Inconformado, o Réu recorreu para o Supremo Tribunal de Justiça e, tendo alegado, formulou essencialmente as conclusões:


a) A decisão recorrida violou, por errada aplicação e interpretação do disposto nos arts. 7.º, 290.º, n.º 1, alínea a), 304.º-A, 312.º a 314.º-D e 323.º a 323.º-D, do CVM, 4.º,12.º e 19.º, do DL n.º 69/2004, de 25 de março, e da Diretiva 2004/39/CE e 220.º, 232.º e 236.º, 483.º e seg., 595.º e 615.º do Código Civil.

b) À data, o intermediário financeiro não tinha obrigação legal de informar o investidor sobre os riscos do instrumento financeiro subscrito.

c) Não houve do Réu a prestação de qualquer informação falsa ou a utilização de artifício falacioso ou subterfúgio ardiloso que fosse apto a enganar o A.

d) Houve do A. um erro espontâneo, mas nunca um erro provocado.

e) Fica a cargo dos credores/autores alegar e provar a ilicitude.

f) Não pode haver presunção de ilicitude quanto ao incumprimento de deveres acessórios.

g) A origem dos deveres acessórios não radica no contrato, mas no princípio da boa-fé na execução dos contratos.

h) A violação do dever de informação no contrato de intermediação financeira de receção e transmissão de ordens não implica qualquer (inexistente) presunção de ilicitude.

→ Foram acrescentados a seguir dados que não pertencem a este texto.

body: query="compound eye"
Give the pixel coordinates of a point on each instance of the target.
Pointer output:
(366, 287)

i) Tinha de ser o A. a alegar e provar as concretas informações que o R. estava obrigado a dar, e não deu.

j) A condenação no pagamento da integralidade do valor desembolsado é manifestamente excessiva e não cumpre com o critério da teoria da diferença prevista no art. 566.º, n.º 2, do CC, uma vez que dá azo a que o A. venha depois a receber o que lhe couber do emitente do título.

k) O funcionário do R. estava absolutamente convencido da segurança do investimento e da adequação do mesmo ao perfil de investidor do A.

l) Uma tal conduta apenas pode ser reconduzível à mais leve das formas de negligência – a negligência inconsciente.

m) Quando a ação foi proposta, já se encontrava prescrita qualquer putativa responsabilidade do R. (art. 324.º do CVM).


Com a revista, o Réu pretende a revogação da decisão recorrida e a sua substituição por outra que o absolva do pedido.


O Réu juntou ainda dois pareceres jurídicos.


Contra-alegaram os Autores, no sentido da improcedência do recurso.


Corridos os vistos legais, cumpre apreciar e decidir.


Neste recurso, está em discussão a responsabilidade civil por intermediação financeira, designadamente em resultado da violação do dever de informação, assim como a prescrição do direito.


II – FUNDAMENTAÇÃO


2.1. No acórdão recorrido, foram dados como provados os seguintes factos:


1. Os AA. são gerentes de HH, Lda., a qual se obriga com a assinatura de um gerente.

2. O R. tem por objeto o exercício de atividades consentidas por lei aos bancos, sendo que, anteriormente, tinha a firma Banco DD, S. A.

3. A totalidade das ações representativas do capital social do Banco DD, S. A., foi nacionalizada pelo DL n.º 62-A/2008, de 11 de novembro.

4. Até à nacionalização, a totalidade do capital social do DD era detida, na íntegra, pela dd, SGPS, S.A., que, por sua vez, era detida, na íntegra, pela FF, SGPS, S.A., que, a partir de 19 de julho de 2010, alterou a firma para GG, SGPS, S. A.

5. À data da nacionalização, o R. era, também, intermediário financeiro em instrumentos financeiros, estando, como tal, registado na Comissão de Mercado de Valores Mobiliários (CMVM), desde, pelo menos, o ano de 1993.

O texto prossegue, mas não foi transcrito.